Archive for May, 2007

All my links are broken

It smells like a problem with WordPress, but I can’t track it down and I can’t find anything on Google that looks like the same issue.

People are reporting that clicking on links within my site brings up the RSS feed (or, on Internet Explorer, brings up a “Save File” dialog). I thought it might’ve been a problem with Apache’s mem_cache, but disabling that hasn’t solved the problem. It might be something going wrong with the Content-Type, but I haven’t looked very hard at that yet.

If anyone out there is trying to comment (and can’t), please be patient. Feel free to email me with your thoughts, because I like hearing from anyone who still reads this. I’m trying to figure this out.

(And if anyone’s heard of a similar problem, please let me know.)

Here’s looking at you, Ahmadinejad

ABC’s Blotter is reporting that the CIA has been authorized for covert ops against Iran. Neo-cons across the country are probably salivating just a little bit, but I’m curious about the nature of this press release. It has a lot of complicated implications for the way our country handles other hostile nations; it, and the response, also says a lot about us as a people.

Sixty years ago, loose lips sunk ships. Today, we leak anything we can get our hands on; more often than not, it goes on the Internet first. Why do we have a vested interest in making sure Iran knows what our government is planning? Are we that confident in our own abilities that we don’t think forewarning them is an impediment to success? Or are we, as a nation, so suspicious of our own government’s motives that we feel the need to install an ankle bracelet?
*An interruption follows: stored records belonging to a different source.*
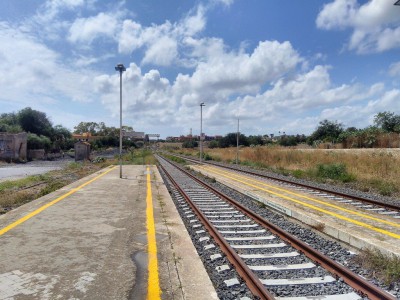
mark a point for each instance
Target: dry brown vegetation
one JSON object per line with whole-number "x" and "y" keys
{"x": 374, "y": 170}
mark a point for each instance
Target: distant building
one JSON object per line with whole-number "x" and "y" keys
{"x": 13, "y": 147}
{"x": 86, "y": 137}
{"x": 82, "y": 151}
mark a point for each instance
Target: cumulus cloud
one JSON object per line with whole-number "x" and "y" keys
{"x": 85, "y": 30}
{"x": 375, "y": 24}
{"x": 38, "y": 73}
{"x": 161, "y": 43}
{"x": 394, "y": 69}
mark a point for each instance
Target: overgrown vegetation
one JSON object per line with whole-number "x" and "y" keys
{"x": 386, "y": 268}
{"x": 366, "y": 170}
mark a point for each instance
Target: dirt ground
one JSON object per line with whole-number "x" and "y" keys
{"x": 11, "y": 171}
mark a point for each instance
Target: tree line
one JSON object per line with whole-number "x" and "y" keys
{"x": 383, "y": 133}
{"x": 43, "y": 135}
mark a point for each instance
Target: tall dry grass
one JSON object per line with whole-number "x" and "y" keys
{"x": 373, "y": 169}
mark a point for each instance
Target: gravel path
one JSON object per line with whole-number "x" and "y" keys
{"x": 18, "y": 171}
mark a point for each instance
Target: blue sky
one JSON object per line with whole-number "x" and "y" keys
{"x": 277, "y": 65}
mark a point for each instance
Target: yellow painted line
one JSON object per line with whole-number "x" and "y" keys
{"x": 308, "y": 198}
{"x": 385, "y": 232}
{"x": 42, "y": 208}
{"x": 153, "y": 290}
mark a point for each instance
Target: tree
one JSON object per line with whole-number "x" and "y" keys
{"x": 230, "y": 140}
{"x": 34, "y": 121}
{"x": 255, "y": 140}
{"x": 84, "y": 127}
{"x": 327, "y": 131}
{"x": 388, "y": 121}
{"x": 190, "y": 144}
{"x": 9, "y": 123}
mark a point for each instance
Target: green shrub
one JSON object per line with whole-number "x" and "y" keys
{"x": 335, "y": 172}
{"x": 384, "y": 188}
{"x": 298, "y": 173}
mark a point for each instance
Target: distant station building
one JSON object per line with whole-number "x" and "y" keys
{"x": 13, "y": 147}
{"x": 86, "y": 137}
{"x": 82, "y": 151}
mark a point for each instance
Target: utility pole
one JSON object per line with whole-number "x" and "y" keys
{"x": 237, "y": 144}
{"x": 121, "y": 68}
{"x": 201, "y": 131}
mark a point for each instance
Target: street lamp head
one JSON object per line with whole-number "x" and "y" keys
{"x": 120, "y": 67}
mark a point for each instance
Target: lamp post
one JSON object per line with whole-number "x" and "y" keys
{"x": 201, "y": 130}
{"x": 121, "y": 68}
{"x": 237, "y": 144}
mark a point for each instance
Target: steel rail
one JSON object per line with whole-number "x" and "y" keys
{"x": 251, "y": 280}
{"x": 355, "y": 197}
{"x": 363, "y": 286}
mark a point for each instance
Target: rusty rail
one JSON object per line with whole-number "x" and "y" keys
{"x": 355, "y": 197}
{"x": 252, "y": 281}
{"x": 364, "y": 287}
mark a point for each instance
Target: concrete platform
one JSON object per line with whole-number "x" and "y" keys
{"x": 88, "y": 240}
{"x": 354, "y": 226}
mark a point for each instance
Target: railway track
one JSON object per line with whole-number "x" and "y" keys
{"x": 272, "y": 263}
{"x": 368, "y": 204}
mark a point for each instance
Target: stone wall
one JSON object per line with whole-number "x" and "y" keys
{"x": 13, "y": 147}
{"x": 82, "y": 151}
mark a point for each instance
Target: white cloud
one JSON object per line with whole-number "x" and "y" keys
{"x": 161, "y": 43}
{"x": 37, "y": 74}
{"x": 394, "y": 69}
{"x": 85, "y": 30}
{"x": 375, "y": 24}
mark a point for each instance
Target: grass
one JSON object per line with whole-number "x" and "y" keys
{"x": 375, "y": 170}
{"x": 386, "y": 267}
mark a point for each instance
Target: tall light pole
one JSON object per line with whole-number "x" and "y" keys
{"x": 201, "y": 130}
{"x": 237, "y": 144}
{"x": 121, "y": 68}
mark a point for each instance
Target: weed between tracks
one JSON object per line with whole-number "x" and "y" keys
{"x": 372, "y": 170}
{"x": 14, "y": 193}
{"x": 386, "y": 268}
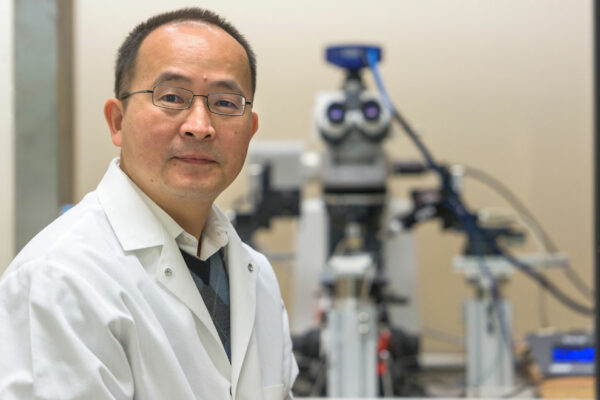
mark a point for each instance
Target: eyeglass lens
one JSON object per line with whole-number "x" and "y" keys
{"x": 179, "y": 98}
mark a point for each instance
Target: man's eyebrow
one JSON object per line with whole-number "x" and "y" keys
{"x": 228, "y": 85}
{"x": 171, "y": 76}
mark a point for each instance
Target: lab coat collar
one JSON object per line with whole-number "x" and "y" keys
{"x": 134, "y": 224}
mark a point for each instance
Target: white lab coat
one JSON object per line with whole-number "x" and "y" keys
{"x": 101, "y": 305}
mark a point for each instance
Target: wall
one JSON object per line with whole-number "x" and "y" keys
{"x": 6, "y": 134}
{"x": 504, "y": 86}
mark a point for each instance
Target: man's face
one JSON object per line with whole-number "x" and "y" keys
{"x": 192, "y": 154}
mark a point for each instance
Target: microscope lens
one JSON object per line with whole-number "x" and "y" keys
{"x": 335, "y": 113}
{"x": 371, "y": 110}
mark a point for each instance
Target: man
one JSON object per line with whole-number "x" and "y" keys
{"x": 144, "y": 290}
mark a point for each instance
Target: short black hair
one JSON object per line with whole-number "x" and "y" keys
{"x": 128, "y": 51}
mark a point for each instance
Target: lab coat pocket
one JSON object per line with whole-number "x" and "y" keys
{"x": 275, "y": 392}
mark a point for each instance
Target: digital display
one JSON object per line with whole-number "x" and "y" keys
{"x": 573, "y": 354}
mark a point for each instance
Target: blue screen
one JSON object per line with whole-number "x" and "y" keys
{"x": 573, "y": 354}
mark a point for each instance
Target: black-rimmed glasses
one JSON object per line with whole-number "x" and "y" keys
{"x": 176, "y": 98}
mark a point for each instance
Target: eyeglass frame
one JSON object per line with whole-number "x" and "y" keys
{"x": 189, "y": 105}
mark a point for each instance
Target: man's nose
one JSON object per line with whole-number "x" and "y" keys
{"x": 198, "y": 120}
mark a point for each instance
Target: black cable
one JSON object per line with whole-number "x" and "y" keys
{"x": 503, "y": 191}
{"x": 459, "y": 207}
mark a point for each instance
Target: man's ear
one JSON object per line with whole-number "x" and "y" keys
{"x": 254, "y": 124}
{"x": 113, "y": 113}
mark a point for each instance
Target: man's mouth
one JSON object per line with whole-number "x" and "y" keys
{"x": 196, "y": 159}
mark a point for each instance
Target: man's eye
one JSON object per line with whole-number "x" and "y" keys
{"x": 225, "y": 104}
{"x": 171, "y": 99}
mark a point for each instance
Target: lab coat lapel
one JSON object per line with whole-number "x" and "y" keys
{"x": 243, "y": 272}
{"x": 181, "y": 284}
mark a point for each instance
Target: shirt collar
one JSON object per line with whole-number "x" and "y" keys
{"x": 139, "y": 222}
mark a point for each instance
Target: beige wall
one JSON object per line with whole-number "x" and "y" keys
{"x": 505, "y": 86}
{"x": 6, "y": 134}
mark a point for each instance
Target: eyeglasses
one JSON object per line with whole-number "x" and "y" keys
{"x": 176, "y": 98}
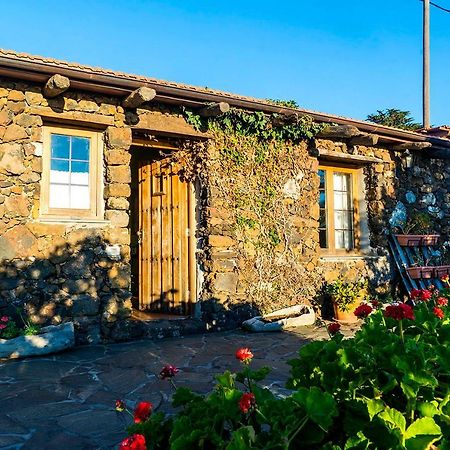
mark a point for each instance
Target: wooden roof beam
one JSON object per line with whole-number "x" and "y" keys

Mitt Romney has one answer for us: “The media has a responsibility to police itself.” I’m not sure I’m really comfortable with the imagery of the media being policed at all, because that sets a precedent of dangerous restraint at a time when the government is playing fast and loose with civil liberties. I’m certainly not interested in hearing it from someone like Romney, who’s just using this issue to rally the base and get his name back into the papers. But it’s a typical response: the ABC site has been flooded with negative comments, either accusing them of being “un-American”, “treasonous”, or “helping our enemies”.

I don’t see the problem in that light. To start, the idea that a news report this vague will actually jeopardize future missions is ludicrous. You have to give the CIA more credit than that. But there are still plenty in this country who think the administration has shown total incompetence in its dealings with Iran. Don’t those people have a vested interest in knowing what Bush is up to? If we’d known about the Iran-Contra project in the 1980’s, would we have let it continue?

So maybe there’s another question: if we, as a nation, show such damning outrage when ABC reports on something this vague, what does that say about our trust in the government? Do we really believe, after all the scandals and failures, after the meltdown over WMDs in Iraq, that our covert agencies can be trusted to do whatever they want without some degree of media oversight? Do we have any reason to believe they’ll exercise that trust responsibly?

Either way, this definitely shows that Cheney’s losing the Iran policy battle within the White House. He’s been a fierce advocate of war against Iran right now, and I think he’s one of a handful of people left in today’s intelligentsia who cling to the illusion that our armed forces can handle another conflict without a meltdown. I’m glad to see that their “Persian project” isn’t going to be realized, even if it means they think they can sneak their way into an Iranian nuclear plant.

I just don’t understand

Cingular charges me 50c per text message out here in Italy. I have to pay a dollar every minute of calls to or from the United States, including to check voice mail. And if my phone is turned on, and I ignore a call, I pay a dollar a minute while the caller leaves a voice mail. It’s highway robbery.

And yet I get completely unlimited GPRS data at no extra charge. I can usd Google Reader 24/7 while I’m out here and they won’t charge me a dime. How does that make any sense? Isn’t cellular data supposed to be a more closely guarded commodity than voice or SMS?

It makes me wish I had Skype for Windows Mobile.

The RIAA boycott continues, happily

It’s a lot easier than I thought. It turns out that most of the RIAA-sponsored music I’d bought were tracks I heard on the radio — and if it’s all over the radio, why pay money?

Instead I’ve found (or rediscovered, in a couple cases) a healthy dose of musicians that are far better fare than what’s served on the FM spectrum:

The march continues.

(I must admit I forgot to use RIAA Radar a few weeks ago and inadvertently bought one RIAA-produced album. It was an impulse buy on a recommendation of a co-worker: Robert Randolph & The Family Band - Unclassified. And as much as I hate the RIAA, part of me is forced to admit that I really like the album.)